Avoid the toys made with string and avoid mirrors as well. The same goes for plastic toys. Prefer to buy paper, palm leaves, or natural wood toys. Watch for the coloring used to dye the materials too. It should be using natural colorants and no chemicals.
Another fun thing to do is make or buy foraging toys. They are toys that have a tasty treat inside and your cockatiel has to “work” to discover it. These are the best toys to keep them busy.
Be ready for emergencies
We never know what may happen in the future. Before you get your cockatiel, make sure to have a friend or a family member that can take of your bird in the case of an emergency while you are away.

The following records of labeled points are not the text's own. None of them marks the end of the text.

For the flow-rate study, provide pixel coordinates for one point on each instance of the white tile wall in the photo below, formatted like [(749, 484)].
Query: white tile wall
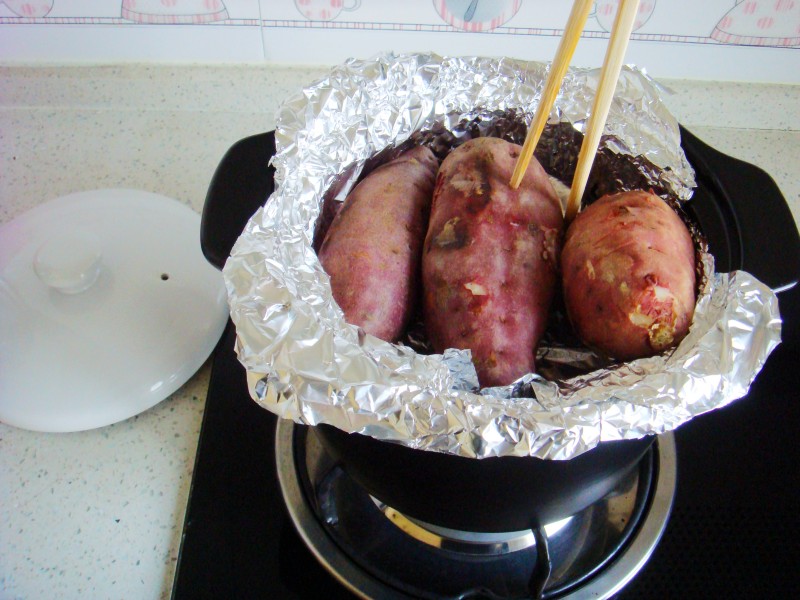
[(735, 40)]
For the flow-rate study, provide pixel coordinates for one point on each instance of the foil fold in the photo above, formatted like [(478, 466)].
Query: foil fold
[(305, 363)]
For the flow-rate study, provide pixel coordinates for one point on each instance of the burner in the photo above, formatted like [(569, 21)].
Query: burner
[(377, 552)]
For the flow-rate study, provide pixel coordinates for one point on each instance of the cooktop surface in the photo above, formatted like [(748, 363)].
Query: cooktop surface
[(734, 529)]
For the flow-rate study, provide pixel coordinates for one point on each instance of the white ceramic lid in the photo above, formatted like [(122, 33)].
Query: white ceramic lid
[(107, 306)]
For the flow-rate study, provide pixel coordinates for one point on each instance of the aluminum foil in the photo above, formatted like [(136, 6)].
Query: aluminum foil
[(305, 363)]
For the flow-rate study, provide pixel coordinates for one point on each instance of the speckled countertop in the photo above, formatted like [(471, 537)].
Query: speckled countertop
[(98, 514)]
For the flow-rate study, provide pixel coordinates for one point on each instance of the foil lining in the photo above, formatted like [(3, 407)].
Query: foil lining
[(305, 363)]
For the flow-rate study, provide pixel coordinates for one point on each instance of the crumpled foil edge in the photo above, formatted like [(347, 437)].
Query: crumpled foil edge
[(305, 363)]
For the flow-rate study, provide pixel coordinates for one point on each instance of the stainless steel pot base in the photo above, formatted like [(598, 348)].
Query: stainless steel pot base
[(377, 552)]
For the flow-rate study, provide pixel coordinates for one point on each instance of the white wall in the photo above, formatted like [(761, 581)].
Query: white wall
[(739, 40)]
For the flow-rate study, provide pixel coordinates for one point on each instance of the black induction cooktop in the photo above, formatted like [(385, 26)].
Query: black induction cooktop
[(734, 531)]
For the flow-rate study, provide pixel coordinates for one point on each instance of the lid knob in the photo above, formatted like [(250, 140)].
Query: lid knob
[(69, 262)]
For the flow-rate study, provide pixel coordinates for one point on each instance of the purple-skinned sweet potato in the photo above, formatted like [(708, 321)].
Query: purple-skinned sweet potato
[(373, 247), (628, 269), (490, 261)]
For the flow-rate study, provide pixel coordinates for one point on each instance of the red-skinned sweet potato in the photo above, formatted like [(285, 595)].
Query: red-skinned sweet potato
[(373, 247), (490, 261), (628, 269)]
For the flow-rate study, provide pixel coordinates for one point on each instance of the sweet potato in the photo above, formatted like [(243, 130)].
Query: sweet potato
[(489, 267), (628, 268), (373, 247)]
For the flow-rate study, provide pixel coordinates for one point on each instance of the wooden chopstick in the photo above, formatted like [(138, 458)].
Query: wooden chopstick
[(566, 48), (609, 75)]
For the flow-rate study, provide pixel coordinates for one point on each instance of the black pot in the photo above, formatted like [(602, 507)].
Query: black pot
[(508, 494)]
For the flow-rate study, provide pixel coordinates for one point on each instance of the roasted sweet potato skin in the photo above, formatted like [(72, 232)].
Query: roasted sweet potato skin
[(628, 269), (373, 247), (490, 262)]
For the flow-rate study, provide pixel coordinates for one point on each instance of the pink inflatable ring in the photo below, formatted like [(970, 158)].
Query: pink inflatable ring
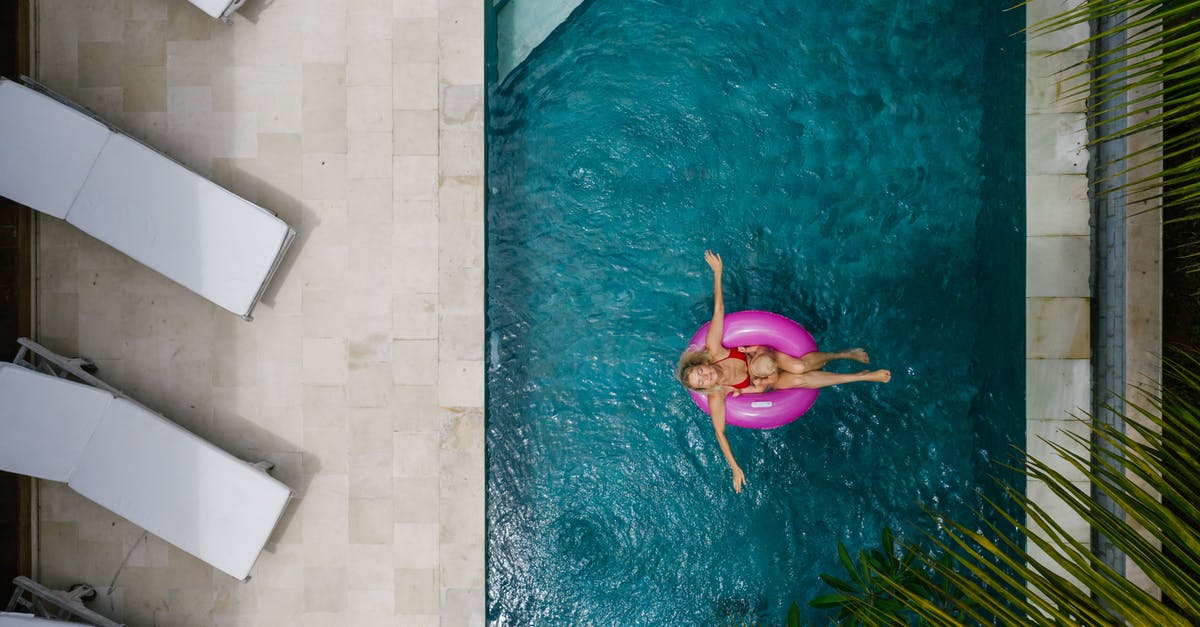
[(772, 408)]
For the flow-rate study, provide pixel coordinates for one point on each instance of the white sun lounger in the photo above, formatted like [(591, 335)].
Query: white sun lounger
[(220, 10), (34, 604), (64, 162), (133, 461)]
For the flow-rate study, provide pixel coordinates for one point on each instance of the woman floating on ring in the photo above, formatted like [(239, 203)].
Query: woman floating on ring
[(718, 371)]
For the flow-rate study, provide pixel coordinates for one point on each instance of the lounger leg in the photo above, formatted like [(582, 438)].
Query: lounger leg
[(84, 364)]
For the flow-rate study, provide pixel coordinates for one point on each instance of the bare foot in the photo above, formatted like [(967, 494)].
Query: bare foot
[(858, 354), (879, 376)]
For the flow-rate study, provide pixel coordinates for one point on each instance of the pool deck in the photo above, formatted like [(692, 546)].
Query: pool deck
[(361, 376)]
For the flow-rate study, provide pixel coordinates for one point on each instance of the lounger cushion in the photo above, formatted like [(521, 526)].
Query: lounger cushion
[(180, 488), (48, 149), (184, 226), (213, 7), (46, 422)]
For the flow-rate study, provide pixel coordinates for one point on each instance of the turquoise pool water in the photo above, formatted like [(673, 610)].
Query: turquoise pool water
[(859, 166)]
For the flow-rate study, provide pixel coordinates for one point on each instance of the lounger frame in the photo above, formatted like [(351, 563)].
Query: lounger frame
[(37, 358)]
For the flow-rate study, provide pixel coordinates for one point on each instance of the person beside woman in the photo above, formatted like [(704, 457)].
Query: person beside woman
[(719, 371)]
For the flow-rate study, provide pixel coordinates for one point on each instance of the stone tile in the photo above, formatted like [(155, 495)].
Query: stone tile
[(371, 439), (369, 202), (415, 455), (415, 178), (324, 131), (369, 108), (1059, 266), (234, 45), (371, 521), (369, 156), (189, 63), (1057, 328), (417, 591), (417, 408), (415, 132), (324, 177), (371, 568), (1057, 388), (1038, 41), (413, 362), (462, 335), (1041, 433), (414, 85), (370, 386), (1053, 79), (190, 111), (462, 565), (462, 607), (277, 107), (324, 590), (415, 316), (324, 360), (415, 40), (415, 545), (463, 21), (234, 136), (145, 42), (145, 89), (369, 63), (415, 500), (101, 64), (462, 105), (1055, 143), (324, 31), (1057, 204), (459, 60), (185, 23), (415, 9), (233, 89)]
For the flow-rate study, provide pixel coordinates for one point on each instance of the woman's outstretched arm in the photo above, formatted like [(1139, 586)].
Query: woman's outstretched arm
[(717, 407), (717, 328)]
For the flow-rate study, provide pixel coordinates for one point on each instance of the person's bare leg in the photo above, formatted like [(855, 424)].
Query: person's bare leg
[(816, 359), (820, 378)]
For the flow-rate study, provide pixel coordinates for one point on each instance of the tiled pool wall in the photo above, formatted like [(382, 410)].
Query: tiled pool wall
[(1060, 285)]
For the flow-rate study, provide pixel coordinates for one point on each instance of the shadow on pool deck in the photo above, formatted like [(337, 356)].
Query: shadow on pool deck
[(13, 309)]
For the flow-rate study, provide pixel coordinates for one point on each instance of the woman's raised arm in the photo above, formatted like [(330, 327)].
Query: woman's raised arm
[(717, 328)]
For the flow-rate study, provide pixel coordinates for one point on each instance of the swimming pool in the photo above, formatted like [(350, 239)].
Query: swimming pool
[(861, 171)]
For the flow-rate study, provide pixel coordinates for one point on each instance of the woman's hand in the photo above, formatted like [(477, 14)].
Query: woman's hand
[(739, 479), (714, 261)]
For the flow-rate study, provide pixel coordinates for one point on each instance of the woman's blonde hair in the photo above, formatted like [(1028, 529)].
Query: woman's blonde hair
[(688, 362)]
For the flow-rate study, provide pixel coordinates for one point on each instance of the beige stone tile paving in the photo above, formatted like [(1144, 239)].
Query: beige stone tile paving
[(360, 123)]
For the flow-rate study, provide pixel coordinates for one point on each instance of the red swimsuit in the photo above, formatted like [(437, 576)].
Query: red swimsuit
[(739, 354)]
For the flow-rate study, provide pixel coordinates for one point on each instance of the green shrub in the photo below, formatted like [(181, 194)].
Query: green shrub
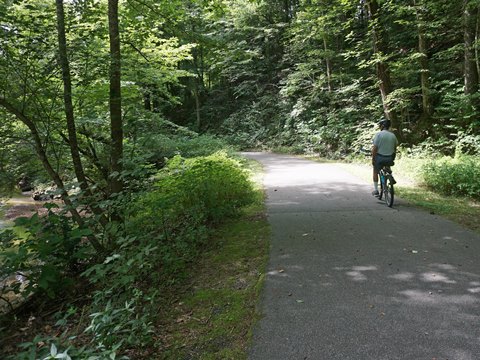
[(48, 255), (454, 176)]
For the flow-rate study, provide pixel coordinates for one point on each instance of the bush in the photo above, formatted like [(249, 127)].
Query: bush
[(454, 176)]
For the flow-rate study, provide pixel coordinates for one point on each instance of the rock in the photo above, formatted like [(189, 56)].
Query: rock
[(25, 185)]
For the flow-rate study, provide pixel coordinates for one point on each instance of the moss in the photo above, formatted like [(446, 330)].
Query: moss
[(215, 316)]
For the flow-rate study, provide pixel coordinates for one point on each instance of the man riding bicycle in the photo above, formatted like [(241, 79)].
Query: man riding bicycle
[(383, 151)]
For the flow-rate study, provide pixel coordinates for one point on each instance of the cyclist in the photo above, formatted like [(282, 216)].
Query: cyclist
[(383, 151)]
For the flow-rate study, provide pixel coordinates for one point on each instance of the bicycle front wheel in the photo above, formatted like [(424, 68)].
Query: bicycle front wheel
[(388, 191)]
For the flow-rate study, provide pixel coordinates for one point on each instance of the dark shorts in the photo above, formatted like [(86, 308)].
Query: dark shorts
[(382, 160)]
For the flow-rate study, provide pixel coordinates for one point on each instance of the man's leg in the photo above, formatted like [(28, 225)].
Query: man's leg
[(375, 182)]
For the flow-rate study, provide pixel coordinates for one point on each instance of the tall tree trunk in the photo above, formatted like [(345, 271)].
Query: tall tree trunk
[(69, 112), (383, 74), (427, 108), (67, 97), (328, 63), (470, 13), (116, 125)]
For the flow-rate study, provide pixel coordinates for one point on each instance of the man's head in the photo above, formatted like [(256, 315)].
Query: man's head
[(384, 124)]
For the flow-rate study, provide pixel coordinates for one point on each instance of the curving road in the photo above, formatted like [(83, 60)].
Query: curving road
[(349, 278)]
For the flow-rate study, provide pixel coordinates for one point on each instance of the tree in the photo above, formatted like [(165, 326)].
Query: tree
[(116, 122)]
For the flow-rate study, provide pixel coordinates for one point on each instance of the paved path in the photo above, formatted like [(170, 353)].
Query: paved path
[(349, 278)]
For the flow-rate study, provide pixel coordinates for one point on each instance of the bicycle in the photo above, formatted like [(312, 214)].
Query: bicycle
[(387, 181), (387, 192)]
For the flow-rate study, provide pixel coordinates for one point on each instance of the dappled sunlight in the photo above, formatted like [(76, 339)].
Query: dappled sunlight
[(404, 276), (436, 277), (423, 297)]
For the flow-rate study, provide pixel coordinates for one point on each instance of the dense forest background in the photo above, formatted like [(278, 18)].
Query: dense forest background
[(128, 113), (309, 75)]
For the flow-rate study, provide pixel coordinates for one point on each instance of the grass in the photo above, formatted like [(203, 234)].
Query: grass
[(214, 316), (461, 210)]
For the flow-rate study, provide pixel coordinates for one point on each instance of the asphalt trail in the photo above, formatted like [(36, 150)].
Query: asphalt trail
[(349, 278)]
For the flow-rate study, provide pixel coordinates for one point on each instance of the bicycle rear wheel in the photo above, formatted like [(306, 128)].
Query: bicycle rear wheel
[(388, 191), (382, 185)]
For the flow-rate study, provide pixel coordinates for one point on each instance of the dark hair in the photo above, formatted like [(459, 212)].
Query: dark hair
[(384, 123)]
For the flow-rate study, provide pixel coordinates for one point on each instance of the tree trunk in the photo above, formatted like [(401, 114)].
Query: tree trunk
[(383, 74), (116, 126), (470, 12), (67, 97), (69, 112), (328, 63), (427, 108)]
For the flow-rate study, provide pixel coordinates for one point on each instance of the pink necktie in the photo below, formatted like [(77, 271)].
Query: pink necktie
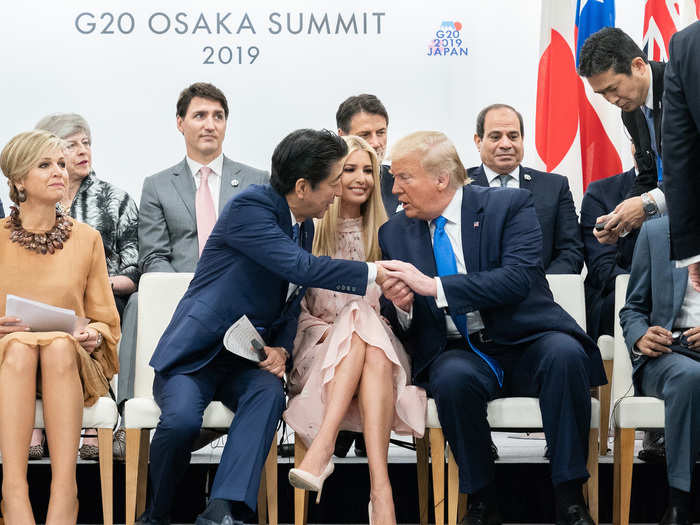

Have a phone number of your avian vet and phone for the nearest 24-hour emergency vet clinic that treats birds.
Another good thing to have in the house is a first-aid kit. Some items for this bird first-aid kit could be:
- Styptic pencil
- Small pair of scissors
- Tweezers for broken blood feathers
- Cornstarch to stop bleeding
- Topical antibiotic cream
- Cotton swabs
- Magnifying glass
- Soft/plushy blanket or towel to hold and comfort
- Heating pad
Also, be aware that a bobbing tail means respiratory distress and you don’t have any time to waste. It’s an emergency.
Cockatiel care tips
- Limit the cockatiel’ exposure to daylight to 10 to 12 hours to avoid overestimulation.
- Spent at least 1-2 hours giving them attention and rich entertainment every day.
- Do not have your ceiling fan running while your cockatiel is out.
- Never have your cockatiel hanging out with you at your kitchen while you’re cooking.
- Change their water bowls twice a day with fresh filtered water.
- Clean their cage daily or at the maximum every two days.
- For food and water dishes, make sure they don’t have corners on the inside (corners are harder to clean and can harbor bacteria).
- Spray your bird with water everyday and provide them a bowl for bathing. They are known as dusty birds so you’ll want to mist them down frequently.
- Don’t forget to get a small travel cage for transporting the cockatiel into your car to the vet.
- If you note any significant change on their behavior, bring them to a doctor to check it out.
To sum things up, the results of getting a cockatiel depend largely upon the owner’s patience and schedule, as well as the personality of the individual bird. One thing is for certain, make sure that you have time to hang with your cockatiel every day.